Heading into summer 1995, Buchanan’s imminent victories seemed improbable. Dole held a commanding lead in Iowa, where Gramm ran a distant second. A Des Moines Register poll in May gave Dole 58 percent, Gramm 11 percent and Buchanan 6 percent.

Dole held a similar lead in New Hampshire, where Buchanan ran a distant second. A New Hampshire poll in May gave Dole 44 percent, Buchanan 13 percent and Gramm 7 percent.

Buchanan’s problem was twofold: He could not allow Gramm to defeat him in the race to become the conservative alternative to Dole, and he had to beat Dole somewhere early if he was going to eventually beat Dole for the nomination. In practice, that meant Buchanan had to beat expectations (and, hopefully, Gramm, too) in Iowa to gather the momentum to overcome Dole’s lead in New Hampshire, where Buchanan had scored a surprising 37 percent against the sitting President George H.W. Bush in 1992, and thus had his own expectations to meet.

Gramm’s campaign believed that if Gramm could survive New Hampshire, he could use his huge treasure chest and presumed advantage in the South and West to defeat Dole.
Gramm’s campaign manager, Charlie Black, explained this to the Hotline that fall.
“Traditionally, Iowa and New Hampshire act as the filter, so coming out of New Hampshire it’s down to no more than three competitive candidates, maybe no more than two,” said Black. “We want to make that cut, because then we go into the part of the calendar that is very Gramm-friendly.”

At first, it looked like there was only one obvious momentum-changer between spring 1995 and the 1996 Iowa caucuses: the August Iowa Republican Party straw poll in Ames.
To do well there, as in the caucuses, a candidate had to identify supporters and get them to an event to vote.

It turned into a triumph for Gramm. He and Dole exactly tied. Buchanan finished third, the minimum he needed to survive.

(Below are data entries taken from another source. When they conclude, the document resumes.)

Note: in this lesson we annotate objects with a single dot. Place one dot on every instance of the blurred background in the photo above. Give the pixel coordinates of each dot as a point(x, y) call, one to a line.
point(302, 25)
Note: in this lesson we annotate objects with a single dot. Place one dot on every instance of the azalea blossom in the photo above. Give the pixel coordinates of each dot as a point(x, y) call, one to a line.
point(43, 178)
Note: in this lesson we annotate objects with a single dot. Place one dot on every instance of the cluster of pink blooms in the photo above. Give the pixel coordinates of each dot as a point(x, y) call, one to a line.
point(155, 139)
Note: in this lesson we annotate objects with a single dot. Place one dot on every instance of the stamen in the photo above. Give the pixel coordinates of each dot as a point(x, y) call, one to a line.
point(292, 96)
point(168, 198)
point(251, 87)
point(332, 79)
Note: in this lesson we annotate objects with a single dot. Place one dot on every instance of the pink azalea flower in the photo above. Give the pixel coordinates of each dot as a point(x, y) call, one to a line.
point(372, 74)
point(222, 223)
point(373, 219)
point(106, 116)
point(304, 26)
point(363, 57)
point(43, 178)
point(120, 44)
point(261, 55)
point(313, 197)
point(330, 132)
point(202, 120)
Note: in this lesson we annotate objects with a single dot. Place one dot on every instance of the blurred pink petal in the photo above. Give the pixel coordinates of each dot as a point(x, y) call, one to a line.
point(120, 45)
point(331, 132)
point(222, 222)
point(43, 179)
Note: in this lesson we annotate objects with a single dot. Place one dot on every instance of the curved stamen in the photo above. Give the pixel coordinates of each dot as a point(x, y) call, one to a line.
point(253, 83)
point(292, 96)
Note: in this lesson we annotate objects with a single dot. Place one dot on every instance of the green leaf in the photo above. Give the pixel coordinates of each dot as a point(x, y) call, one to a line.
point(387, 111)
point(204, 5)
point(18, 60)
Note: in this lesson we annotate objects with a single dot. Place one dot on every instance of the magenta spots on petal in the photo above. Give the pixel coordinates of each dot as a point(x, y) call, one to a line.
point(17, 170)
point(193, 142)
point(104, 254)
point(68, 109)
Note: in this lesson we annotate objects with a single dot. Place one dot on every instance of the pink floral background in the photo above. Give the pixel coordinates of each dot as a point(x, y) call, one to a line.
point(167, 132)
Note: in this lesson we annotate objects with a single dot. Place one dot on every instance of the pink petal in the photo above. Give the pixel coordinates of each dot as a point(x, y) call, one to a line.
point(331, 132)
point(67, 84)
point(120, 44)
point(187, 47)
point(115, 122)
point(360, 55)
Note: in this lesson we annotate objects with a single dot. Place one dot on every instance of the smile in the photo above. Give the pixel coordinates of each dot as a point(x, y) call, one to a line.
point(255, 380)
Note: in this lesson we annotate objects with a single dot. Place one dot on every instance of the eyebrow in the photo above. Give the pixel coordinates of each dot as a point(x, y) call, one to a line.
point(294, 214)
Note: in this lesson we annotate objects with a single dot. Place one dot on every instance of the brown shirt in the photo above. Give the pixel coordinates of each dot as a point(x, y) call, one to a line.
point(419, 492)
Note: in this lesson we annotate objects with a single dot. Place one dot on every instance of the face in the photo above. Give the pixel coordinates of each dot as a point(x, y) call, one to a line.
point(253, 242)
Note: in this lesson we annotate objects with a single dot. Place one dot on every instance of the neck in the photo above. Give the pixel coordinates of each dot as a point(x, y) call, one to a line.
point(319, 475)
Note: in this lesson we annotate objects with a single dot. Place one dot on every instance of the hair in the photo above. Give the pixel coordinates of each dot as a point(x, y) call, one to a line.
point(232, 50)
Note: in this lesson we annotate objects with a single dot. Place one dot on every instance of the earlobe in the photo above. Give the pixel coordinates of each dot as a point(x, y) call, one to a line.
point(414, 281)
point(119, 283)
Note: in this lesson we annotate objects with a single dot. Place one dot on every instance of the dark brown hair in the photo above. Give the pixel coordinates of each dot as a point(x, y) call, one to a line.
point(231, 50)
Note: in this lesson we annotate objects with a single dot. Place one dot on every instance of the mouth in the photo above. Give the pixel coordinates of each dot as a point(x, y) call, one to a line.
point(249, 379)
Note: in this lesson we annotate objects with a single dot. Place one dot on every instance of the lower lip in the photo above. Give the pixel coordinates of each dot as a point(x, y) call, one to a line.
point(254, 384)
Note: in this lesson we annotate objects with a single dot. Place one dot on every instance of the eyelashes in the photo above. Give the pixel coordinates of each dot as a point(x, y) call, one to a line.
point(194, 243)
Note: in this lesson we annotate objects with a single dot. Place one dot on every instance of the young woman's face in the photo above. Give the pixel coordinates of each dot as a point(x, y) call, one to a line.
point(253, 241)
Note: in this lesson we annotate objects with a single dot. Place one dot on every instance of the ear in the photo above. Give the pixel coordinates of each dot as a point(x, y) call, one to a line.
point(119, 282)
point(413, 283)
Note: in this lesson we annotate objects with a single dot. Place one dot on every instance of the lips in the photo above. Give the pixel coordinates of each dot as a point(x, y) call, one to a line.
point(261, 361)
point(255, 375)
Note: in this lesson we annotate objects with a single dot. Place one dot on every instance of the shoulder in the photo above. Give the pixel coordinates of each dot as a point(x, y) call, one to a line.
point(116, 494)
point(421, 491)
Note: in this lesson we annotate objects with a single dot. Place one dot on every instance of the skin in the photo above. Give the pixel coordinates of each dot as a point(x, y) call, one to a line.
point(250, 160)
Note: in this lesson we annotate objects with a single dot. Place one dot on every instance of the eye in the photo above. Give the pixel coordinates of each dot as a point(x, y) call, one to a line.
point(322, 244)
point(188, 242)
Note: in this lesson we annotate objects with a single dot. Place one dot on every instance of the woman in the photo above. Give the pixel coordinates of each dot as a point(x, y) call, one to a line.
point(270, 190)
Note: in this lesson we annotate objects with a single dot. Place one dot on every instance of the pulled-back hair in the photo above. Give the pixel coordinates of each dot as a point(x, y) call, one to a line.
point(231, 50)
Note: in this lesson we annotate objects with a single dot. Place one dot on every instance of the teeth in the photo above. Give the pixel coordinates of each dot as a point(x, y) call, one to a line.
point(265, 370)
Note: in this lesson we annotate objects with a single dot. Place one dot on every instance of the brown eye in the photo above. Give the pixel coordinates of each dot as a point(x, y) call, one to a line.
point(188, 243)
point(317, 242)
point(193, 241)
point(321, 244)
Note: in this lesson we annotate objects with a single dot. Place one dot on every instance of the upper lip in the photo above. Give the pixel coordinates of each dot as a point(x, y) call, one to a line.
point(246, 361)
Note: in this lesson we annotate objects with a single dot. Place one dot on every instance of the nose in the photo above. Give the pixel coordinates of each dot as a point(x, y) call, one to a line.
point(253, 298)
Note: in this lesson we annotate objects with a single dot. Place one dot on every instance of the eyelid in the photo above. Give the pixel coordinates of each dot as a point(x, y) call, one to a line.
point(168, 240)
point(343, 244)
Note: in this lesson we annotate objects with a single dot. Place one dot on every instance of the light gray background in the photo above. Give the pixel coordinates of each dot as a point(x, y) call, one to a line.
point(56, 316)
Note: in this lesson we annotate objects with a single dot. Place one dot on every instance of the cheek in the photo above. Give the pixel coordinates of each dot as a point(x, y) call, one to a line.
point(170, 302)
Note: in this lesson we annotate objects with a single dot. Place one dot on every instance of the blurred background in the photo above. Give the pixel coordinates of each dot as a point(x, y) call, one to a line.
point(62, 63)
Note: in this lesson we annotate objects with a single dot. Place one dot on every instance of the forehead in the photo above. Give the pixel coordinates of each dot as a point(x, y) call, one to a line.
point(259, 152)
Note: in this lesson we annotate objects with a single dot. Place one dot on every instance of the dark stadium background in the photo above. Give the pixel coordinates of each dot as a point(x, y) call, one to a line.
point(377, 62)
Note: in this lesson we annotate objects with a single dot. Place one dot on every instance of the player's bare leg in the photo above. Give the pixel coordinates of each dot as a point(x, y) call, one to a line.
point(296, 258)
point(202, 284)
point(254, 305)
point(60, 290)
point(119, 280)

But then Gramm made two mistakes. He competed in a straw poll at Alaska’s caucuses (which would not bind any delegates) and in caucuses (promoted by his local supporters) in Louisiana (which would bind delegates). Both caucuses were scheduled before Iowa’s. Gramm’s campaign evidently calculated it could use victories in Alaska and Louisiana (where Dole would not participate) to gain the momentum to actually beat Dole in Iowa, and perhaps deliver a death blow to the frontrunner’s campaign.

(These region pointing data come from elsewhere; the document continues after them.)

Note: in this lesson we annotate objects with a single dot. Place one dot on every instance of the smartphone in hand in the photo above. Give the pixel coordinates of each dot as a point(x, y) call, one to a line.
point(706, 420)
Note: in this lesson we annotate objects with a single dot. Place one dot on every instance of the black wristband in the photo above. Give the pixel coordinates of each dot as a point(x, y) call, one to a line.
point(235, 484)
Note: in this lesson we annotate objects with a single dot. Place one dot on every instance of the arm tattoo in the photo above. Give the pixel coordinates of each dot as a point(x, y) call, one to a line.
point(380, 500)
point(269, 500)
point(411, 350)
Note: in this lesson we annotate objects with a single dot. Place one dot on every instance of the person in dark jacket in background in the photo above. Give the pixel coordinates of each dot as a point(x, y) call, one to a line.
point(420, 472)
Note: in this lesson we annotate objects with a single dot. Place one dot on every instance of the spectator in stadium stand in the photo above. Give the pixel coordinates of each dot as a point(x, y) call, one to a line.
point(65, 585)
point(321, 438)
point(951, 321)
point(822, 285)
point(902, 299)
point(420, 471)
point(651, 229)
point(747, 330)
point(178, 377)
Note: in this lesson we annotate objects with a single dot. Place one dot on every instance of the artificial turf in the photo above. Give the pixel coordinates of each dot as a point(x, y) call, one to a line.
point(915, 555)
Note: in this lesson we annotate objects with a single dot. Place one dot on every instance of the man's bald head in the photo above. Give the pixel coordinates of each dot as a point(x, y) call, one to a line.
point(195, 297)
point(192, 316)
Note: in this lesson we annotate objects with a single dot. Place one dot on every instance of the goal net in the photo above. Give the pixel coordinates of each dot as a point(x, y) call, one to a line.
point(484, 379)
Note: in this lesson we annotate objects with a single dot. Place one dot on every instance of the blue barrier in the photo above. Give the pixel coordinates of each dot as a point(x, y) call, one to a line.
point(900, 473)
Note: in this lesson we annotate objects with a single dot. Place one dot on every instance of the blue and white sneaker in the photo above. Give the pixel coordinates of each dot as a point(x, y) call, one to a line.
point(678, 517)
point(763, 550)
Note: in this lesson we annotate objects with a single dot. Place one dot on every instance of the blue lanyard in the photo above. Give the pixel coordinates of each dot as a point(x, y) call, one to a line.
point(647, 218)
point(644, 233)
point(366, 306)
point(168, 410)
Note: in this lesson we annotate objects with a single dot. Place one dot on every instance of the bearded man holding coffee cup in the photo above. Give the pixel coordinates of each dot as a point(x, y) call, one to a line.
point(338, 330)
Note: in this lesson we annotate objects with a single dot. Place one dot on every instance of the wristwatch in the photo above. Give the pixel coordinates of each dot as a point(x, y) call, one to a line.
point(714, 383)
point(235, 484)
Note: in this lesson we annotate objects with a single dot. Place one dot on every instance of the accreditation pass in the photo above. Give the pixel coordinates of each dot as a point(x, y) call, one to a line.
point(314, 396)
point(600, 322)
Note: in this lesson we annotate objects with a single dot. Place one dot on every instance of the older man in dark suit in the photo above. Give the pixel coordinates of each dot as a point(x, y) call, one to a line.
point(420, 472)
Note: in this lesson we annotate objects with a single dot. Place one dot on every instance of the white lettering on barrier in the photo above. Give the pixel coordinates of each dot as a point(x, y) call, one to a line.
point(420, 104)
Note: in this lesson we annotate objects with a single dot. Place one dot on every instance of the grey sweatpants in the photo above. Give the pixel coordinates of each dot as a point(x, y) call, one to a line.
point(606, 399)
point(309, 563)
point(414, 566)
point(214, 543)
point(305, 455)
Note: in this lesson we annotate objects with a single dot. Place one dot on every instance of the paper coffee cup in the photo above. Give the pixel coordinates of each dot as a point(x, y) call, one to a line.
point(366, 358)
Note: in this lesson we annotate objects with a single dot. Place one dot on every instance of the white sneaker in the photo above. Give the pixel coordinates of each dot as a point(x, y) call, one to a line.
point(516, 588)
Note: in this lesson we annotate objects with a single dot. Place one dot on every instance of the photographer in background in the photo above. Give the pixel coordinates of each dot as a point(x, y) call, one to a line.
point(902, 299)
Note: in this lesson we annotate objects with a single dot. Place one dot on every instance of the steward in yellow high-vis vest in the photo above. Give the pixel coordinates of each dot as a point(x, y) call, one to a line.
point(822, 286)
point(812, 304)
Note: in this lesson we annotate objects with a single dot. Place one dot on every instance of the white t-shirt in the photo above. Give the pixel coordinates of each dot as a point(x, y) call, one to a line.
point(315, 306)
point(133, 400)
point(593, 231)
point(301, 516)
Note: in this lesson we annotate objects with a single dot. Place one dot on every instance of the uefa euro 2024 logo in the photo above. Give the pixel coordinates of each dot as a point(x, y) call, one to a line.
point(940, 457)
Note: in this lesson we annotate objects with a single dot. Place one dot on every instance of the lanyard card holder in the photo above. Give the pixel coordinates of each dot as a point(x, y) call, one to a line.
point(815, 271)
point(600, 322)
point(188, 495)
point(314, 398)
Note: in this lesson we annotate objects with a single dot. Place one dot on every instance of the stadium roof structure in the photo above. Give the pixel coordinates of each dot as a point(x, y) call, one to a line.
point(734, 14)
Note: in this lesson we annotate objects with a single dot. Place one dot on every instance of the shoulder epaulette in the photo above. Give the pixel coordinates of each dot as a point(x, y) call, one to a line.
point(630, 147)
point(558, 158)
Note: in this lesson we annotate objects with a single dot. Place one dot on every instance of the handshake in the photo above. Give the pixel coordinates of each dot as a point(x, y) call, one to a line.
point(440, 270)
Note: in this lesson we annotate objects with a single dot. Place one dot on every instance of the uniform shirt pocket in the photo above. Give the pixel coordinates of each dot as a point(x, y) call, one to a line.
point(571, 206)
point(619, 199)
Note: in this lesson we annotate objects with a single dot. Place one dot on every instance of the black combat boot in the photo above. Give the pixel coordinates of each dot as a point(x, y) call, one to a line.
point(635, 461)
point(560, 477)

In fact, the two pre-Iowa events gave Buchanan a chance to deliver a death blow to Gramm’s campaign.

Buchanan won Alaska. Steve Forbes, who had entered the race in September (after the Ames straw poll) and had enjoyed a Fred Thompson-like surge, placed second. Gramm took fifth.

 “I clearly need to win in Louisiana,” Gramm conceded to the Wall Street Journal. But Buchanan had the “Big Mo” — as well as the right message for the state — and beat Gramm again.

 “I have said from the beginning, if you don’t get first, second or third in Iowa that you’re not going to win the Republican nomination,” Gramm told the Des Moines Register.
Gramm took fifth. Two days later he dropped out — before the Southern and Western primaries he thought would give him the nomination.

Buoyed by his Alaska and Louisiana victories, Buchanan fell just 2,866 votes short of beating Dole in Iowa. That gave him enough momentum to edge out Dole a week later in New Hampshire, but not enough to propel him through the states that followed.

This year, former Massachusetts Gov. Mitt Romney and former Arkansas Gov. Mike Huckabee finished first and second in the Ames straw poll. Romney and Huckabee are now competing for one and two in the Iowa caucuses.

Giuliani now sees Florida’s Jan. 29 primary as his firewall. But before that distant day comes the Jan. 3 Iowa caucuses, where he is running fifth in the RCP average of polls, the Jan. 8 New Hampshire primary, where he is running third, the Jan. 15 Michigan primary, where he is running fourth, and the Jan. 19 South Carolina primary, where he is running fifth.

In Iowa and South Carolina, Huckabee leads. In New Hampshire and Michigan, Romney leads. In New Hampshire, Sen. John McCain, the 2000 Granite State winner, is a close second to Romney and on the rise.

The Republican nominating contest is now a three-way race that does not include the national frontrunner.